今年の夏はGMAのものだった──グッドウッドからモントレーへ続く“伝説の継承”

GMA

2025年の夏、自動車業界の“主役”は間違いなく”ゴードン・マレー・オートモーティブ(GMA)”だった。
グッドウッド・フェスティバル・オブ・スピード(FOS)では、ゴードン・マレーの偉大な設計キャリアを余すところなく体現する「Central Feature」によって、歴代の傑作——マクラーレンF1、ブラバムBT46B、T.50など——が一堂に会し、彼の自動車史が感動的な物語として描き出された。

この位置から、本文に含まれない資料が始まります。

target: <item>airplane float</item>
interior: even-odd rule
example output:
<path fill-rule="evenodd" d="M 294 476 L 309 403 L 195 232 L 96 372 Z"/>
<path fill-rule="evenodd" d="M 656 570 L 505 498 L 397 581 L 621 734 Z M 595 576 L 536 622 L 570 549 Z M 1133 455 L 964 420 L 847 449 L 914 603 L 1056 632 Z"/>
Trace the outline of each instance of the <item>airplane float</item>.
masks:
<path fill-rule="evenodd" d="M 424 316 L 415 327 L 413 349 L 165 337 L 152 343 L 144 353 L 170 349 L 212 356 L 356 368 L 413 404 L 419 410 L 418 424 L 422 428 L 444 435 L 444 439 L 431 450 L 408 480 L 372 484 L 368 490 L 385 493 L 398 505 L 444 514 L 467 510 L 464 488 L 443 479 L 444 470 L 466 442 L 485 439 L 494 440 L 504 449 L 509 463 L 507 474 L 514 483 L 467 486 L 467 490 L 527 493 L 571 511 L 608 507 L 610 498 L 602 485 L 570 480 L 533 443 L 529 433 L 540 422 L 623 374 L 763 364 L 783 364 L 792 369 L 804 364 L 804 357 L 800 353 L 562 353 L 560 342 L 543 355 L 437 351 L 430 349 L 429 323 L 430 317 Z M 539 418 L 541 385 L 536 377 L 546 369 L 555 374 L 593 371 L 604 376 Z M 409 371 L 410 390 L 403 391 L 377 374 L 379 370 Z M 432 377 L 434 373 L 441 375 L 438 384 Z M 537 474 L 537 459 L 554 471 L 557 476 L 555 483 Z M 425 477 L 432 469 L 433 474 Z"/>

その余韻を保ったまま迎えたモントレー・カーウィークでは、GMAの特別部門であるGordon Murray Special Vehicles(GMSV)が驚きの一手を披露。
グッドウッドで「歴史とレガシーを魅せた後」、ここモントレーでF1 GTRの現代的再解釈とも言える2台
──S1 LMLe Mans GTR──を突如発表したのだ。


GMSVが生み出した二台の“とんでもない”モデル

Le Mans GTR

Photo by: Gordon Murray Automotive

  • コンセプト:1950〜60年代のロングテール・ル・マンレーサーへのオマージュ。美と機能を兼ね備えたスタイリングで魅せる、真のマニアック・アプローチ。
  • 主要スペック:T.50の4.0ℓV12と6速MTを継承しつつ、新設計の車体・空力パーツ(巨大リアウィング、ディフューザー、Passive Boundary Layer Controlなど)を採用。グリップ性能と加速性能を高次元で両立。
  • 限定生産:ル・マン24時間にちなみ、わずか24台を生産(すでに完売)。

S1 LM

Photo by: Gordon Murray Automotive

  • コンセプト:1995年ル・マンを制したマクラーレンF1 GTRへの熱烈なリスペクト。だが単なる再現ではなく、「あまりにもF1 GTR的であり、しかも新しく美しい」リアルな再解釈。
  • 主要スペック
    • 専用開発の4.3ℓ自然吸気V12(約690hp、12,100rpm)を搭載。
    • 軽量化&剛性向上されたシャシー、ワイドトラック、大型空力パーツ、インコネル製エキゾースト(18金熱遮蔽付き)などを採用。
    • 顧客仕様のビスポークモデルで、5台がすでにオーダー済み、納車は2026年予定

私が最も心を打たれたのは、S1 LMだった

Photo by: Gordon Murray Automotive

それは、あまりにもF1 GTRそのものでありながら、同時に新しく、美しい。
ゴードン・マレーがF1に込めた「完璧なデザイン」が、数十年を経てもなお輝きを失わず、人々の胸を打つ理由を、このクルマは雄弁に物語っている。

「時代を超える不朽の美」──それこそが、元のF1が“完璧”だった所以であり、だからこそ今、現代的に再解釈されてもなお、これほどまでに心を揺さぶるのだ。

惜しむらくはこの名作も5台限定でありトラック専用というこのもあり直接目にする機会はほぼないだろうことだ。

Photo by: Gordon Murray Automotive


夏を通じて描かれた“歴史と未来”

この夏のGMAは、歴史と未来を二段構えで描き出した。

  • グッドウッドでは、ゴードン・マレーという“モノづくりの物語”を余すところなく提示。
  • モントレーでは、その物語の余韻を背に「再解釈という形での未来への宣言」を、2台の超絶限定モデルで表現。

これからも続くであろうGMAの挑戦は、単なる新型発表ではない。
それは、デザインと技術の“永遠の探求”であり、その中心にあるS1 LMはまさにレジェンドの復活と進化を体現している。